O aniversário era da Ciência, mas o povo não recebeu o convite
No dia 8 de julho ocorreu na Quinta da Boa Vista (em frente ao Museu Nacional) uma celebração do aniversário de 70 anos da Sociedade Brasileira para o Progresso da Ciência (SBPC), 200 anos do Museu Nacional e Dia Nacional da Ciência e do Pesquisador, evento denominado Domingo com a Ciência na Quinta. De acordo com a organização, o intuito desta celebração - ato seria “chamar a atenção da população para a grave crise da ciência, tecnologia, inovação e educação no Brasil”. Portanto, a fim de cumprir este objetivo, foram instaladas às portas do Museu Nacional diversas tendas onde instituições como Fundação Oswaldo Cruz (Fiocruz), Museu de Astronomia e Ciências Afins (MAST), Centro Brasileiro de Pesquisas Físicas (CBPF), Observatório Nacional (ON) e entidades como o Sindicato Nacional dos Docentes das Instituições de Ensino Superior (Andes - SN), Associação Nacional dos Pós-Graduandos (ANPG), Associação dos Docentes da Universidade Federal do Rio de janeiro (AdUFRJ), entre outras, aproveitavam para realizar experimentos científicos com os visitantes e conversar com a população sobre os graves cortes que a ciência tem sofrido. Algo a priori louvável e necessário de sempre se fazer, porém alguns aspectos deste Domingo com a Ciência saltam aos olhos.
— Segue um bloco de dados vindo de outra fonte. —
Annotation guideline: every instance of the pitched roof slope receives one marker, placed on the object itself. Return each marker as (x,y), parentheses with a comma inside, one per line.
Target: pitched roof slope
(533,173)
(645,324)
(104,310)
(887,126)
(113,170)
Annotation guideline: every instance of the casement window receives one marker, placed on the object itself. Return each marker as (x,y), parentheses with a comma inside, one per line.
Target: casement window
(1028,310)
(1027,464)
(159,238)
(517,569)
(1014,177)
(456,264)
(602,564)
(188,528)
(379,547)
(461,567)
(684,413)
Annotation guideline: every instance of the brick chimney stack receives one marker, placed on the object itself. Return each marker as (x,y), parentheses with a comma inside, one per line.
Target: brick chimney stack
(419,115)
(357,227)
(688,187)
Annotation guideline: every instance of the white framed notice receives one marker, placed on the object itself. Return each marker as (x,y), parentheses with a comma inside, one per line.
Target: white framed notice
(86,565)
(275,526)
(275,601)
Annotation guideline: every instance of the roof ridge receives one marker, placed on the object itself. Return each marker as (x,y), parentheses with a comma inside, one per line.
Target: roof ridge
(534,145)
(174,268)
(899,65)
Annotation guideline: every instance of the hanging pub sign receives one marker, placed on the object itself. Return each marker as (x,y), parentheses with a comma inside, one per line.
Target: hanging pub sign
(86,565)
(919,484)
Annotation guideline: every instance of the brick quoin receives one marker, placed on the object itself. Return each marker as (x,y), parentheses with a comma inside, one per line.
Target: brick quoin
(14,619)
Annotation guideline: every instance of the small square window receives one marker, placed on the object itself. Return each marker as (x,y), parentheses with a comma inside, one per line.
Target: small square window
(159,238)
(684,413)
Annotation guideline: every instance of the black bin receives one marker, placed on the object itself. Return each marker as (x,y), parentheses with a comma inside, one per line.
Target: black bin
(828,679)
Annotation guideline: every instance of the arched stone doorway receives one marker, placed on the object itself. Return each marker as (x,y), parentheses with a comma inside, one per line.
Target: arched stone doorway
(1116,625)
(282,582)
O que podemos destacar já de início é algo que, apenas ao olhar, ficava bem evidente: o predomínio de pessoas brancas e de classe média presentes no evento. Algo que, devido ao caráter quase aristocrático que a ciência possui, já deveríamos esperar. No entanto, ao andarmos pela Quinta da Boa Vista (pois o Museu Nacional fica numa parte mais alta e isolada) o quadro mudava drasticamente, era possível ver famílias que de fato representavam a população brasileira. Famílias brancas acostumadas com ciência em seus cotidianos davam lugar às pardas e negras, àquelas cujas participações nos diversos campos científicos foram-lhes negadas, àquelas cujo papel relegado é ser alertada sobre “a grave crise da ciência, tecnologia, inovação e educação no Brasil” e lutar por mais investimentos na ciência, pois aparentemente sua participação na construção dela não é necessária. Com isto, um evento com potencial enorme dada a localização e condições climáticas (domingo de sol com temperatura agradável e entornos do Museu cheio), se contrapôs a ausência de divulgação na própria Quinta da Boa Vista, o que materializou, como consequência, um evento que mais parecia um encontro de amigos e uma egotrip coletiva do que uma manifestação em defesa da ciência.
Vale ressaltar a importância de ocupar espaços públicos hoje em dia. Em um mundo onde o privado, pago e individual ganha cada vez mais força, a luta pelo gratuito, público e coletivo é crucial. Entretanto, a realização de eventos como este do dia 8 de julho não basta por si só. Pensar soberania e desenvolvimento nacional é pensar a emancipação das pessoas que esta terra habitam. Quando digo pessoas, refiro-me à parcela mais fragilizada da população. Refiro-me a nós, pobres, suburbanos, baixadenses e todas e todos os moradores das periferias dessa cidade. Quando escrevo estas palavras, penso por aqueles que, assim como eu, têm em seu cotidiano uma batalha incessante, fazem de sua existência luta política, da ocupação de espaços “pertencentes” aos privilegiados de nossa sociedade desigual a construção de um futuro onde não sejamos tratados como mercadoria, onde não sejamos tratados como objetivos e sim como os sujeitos que somos, como o coletivo que compomos. Não há educação e ciência emancipatória se o povo não fizer parte dessa construção. Não queremos ser espectadores. Por uma ciência que não apenas dialogue com o povo, mas que seja falada por ele.